In order to maintain the integrity of the curriculum, but to allow for the ongoing evolution of the curriculum, the rules are somewhat simple:
1. All material and contributions must be original... do not use someone else's material or it will be deleted and the contributor potentially banned from the project.
2. All content must be consistent with the applicable NFPA standard.
3. SAFETY FIRST... all practices and information must not be or suggest unsafe acts.
4. Conflicting or controversial material will be resolved by the community of developers and subject matter experts. In situations where no resolution or compromise can be obtained, the project facilitator has the final word.
5. All information must be relevant and focused on the topic at hand. Information irrelevant or off the mark will be deleted.
6. Finally, we want to develop and grow safer and well trained fire personnel. The courses and information must constantly reflect such.
Our attempt is to create a framework or parameters for development. We do not want to squash the creative mind or the flow of information, we simply want to keep it relevant, applicable, and focused.

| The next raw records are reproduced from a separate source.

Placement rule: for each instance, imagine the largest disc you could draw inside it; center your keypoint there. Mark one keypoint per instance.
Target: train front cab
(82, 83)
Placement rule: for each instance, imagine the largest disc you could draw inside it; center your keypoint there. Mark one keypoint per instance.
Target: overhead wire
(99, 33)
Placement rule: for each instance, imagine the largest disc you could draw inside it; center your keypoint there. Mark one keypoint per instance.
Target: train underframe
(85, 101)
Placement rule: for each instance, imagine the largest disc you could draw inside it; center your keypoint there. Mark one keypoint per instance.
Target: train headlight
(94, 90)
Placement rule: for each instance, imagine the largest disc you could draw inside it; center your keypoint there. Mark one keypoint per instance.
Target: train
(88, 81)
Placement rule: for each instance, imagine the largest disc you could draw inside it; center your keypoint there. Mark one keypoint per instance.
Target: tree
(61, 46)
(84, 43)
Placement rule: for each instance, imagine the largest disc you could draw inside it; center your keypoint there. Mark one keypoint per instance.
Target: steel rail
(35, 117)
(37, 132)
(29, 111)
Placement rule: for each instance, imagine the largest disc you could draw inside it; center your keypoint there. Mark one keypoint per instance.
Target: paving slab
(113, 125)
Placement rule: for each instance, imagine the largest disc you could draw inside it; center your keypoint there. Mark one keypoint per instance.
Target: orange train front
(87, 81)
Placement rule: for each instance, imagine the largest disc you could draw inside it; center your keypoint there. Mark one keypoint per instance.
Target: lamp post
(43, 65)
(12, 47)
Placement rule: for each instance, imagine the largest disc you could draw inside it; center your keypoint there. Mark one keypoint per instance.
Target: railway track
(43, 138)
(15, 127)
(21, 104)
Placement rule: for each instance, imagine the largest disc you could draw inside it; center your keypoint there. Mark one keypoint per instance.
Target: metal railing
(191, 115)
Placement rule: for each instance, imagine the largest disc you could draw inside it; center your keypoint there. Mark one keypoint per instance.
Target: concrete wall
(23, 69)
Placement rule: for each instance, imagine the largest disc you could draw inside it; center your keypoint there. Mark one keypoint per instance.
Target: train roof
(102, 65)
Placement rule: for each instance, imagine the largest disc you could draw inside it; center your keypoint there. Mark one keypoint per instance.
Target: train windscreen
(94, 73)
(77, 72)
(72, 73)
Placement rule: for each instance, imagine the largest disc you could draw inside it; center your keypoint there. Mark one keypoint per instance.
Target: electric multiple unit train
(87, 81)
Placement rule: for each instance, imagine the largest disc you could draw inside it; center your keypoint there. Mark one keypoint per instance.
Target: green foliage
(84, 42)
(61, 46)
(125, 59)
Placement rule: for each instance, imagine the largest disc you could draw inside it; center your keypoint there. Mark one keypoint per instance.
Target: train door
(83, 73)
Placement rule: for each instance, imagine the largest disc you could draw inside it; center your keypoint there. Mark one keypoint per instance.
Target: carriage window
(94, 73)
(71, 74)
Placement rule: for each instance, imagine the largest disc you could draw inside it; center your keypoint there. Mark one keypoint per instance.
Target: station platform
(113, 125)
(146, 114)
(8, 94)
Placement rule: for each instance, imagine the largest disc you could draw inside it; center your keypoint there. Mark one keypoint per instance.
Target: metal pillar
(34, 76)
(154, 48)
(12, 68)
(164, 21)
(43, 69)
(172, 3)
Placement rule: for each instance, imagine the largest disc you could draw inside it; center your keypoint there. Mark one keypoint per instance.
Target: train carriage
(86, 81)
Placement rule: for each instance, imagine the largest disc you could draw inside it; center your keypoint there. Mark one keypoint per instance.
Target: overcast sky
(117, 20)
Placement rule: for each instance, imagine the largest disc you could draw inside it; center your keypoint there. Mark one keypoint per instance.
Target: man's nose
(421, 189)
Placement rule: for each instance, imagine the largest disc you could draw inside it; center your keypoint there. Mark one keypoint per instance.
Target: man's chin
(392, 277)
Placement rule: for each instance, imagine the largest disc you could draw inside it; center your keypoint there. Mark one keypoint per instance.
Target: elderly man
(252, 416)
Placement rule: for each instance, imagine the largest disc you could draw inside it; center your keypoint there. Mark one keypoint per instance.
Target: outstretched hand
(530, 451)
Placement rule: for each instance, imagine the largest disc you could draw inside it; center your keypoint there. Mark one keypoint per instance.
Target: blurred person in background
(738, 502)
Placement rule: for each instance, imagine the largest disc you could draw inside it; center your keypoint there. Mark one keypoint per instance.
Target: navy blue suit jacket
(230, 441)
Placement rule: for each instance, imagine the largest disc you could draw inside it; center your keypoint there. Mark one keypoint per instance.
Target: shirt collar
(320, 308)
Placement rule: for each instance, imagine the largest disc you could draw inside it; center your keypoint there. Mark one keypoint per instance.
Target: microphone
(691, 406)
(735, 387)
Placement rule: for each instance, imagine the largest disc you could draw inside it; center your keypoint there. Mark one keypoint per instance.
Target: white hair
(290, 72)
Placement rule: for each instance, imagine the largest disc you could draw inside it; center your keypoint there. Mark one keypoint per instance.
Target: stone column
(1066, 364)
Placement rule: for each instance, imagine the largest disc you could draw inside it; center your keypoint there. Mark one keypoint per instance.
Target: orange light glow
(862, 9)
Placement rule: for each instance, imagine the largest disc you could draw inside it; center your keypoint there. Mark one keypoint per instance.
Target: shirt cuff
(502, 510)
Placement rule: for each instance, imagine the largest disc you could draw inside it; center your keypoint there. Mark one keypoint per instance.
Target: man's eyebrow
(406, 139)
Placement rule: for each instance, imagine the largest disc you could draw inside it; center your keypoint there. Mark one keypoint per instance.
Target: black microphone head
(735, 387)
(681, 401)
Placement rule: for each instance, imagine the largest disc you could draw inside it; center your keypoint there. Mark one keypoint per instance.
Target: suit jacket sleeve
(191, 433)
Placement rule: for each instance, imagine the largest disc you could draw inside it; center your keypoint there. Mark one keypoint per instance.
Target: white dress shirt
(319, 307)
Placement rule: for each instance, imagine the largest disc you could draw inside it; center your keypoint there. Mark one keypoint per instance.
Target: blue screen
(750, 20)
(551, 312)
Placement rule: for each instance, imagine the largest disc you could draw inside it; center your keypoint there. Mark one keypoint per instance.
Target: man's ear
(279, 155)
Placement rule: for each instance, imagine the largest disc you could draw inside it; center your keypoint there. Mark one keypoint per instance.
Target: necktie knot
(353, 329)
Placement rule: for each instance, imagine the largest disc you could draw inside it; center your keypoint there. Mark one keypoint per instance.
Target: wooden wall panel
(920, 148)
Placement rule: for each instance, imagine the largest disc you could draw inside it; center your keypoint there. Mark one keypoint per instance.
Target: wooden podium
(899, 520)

The opportunities as a result of the Open Source Learning Project are endless. It provides the capabilities for curriculum development, online course, collaboration, and research. When I look at the benefits of this type of project, I think of the National Fire Academy. While I am always impressed with the courses and content, one of golden nuggets I cherish is the ability to network and share ideas with department personnel across the country. Imagine having that same ability to share information and collaboration at anytime, any place, and any level. There are typically two types of positive change processes that take place. The first is innovative change which is an improved or better way of doing a skill or process. The second, disruptive change, is a change in the organizational landscape. With disruptive change, we are not just improving the process, we are creating a new process all together. Disruptive change will be the result of the Open Source Learning Project as we will be able to change the landscape of fire training and academics. Collectively, as a fire service, we will create some of the most comprehensive ways to train our personnel. We will break down the barriers that have prevented effective training and collectively, we will create a safer fire service.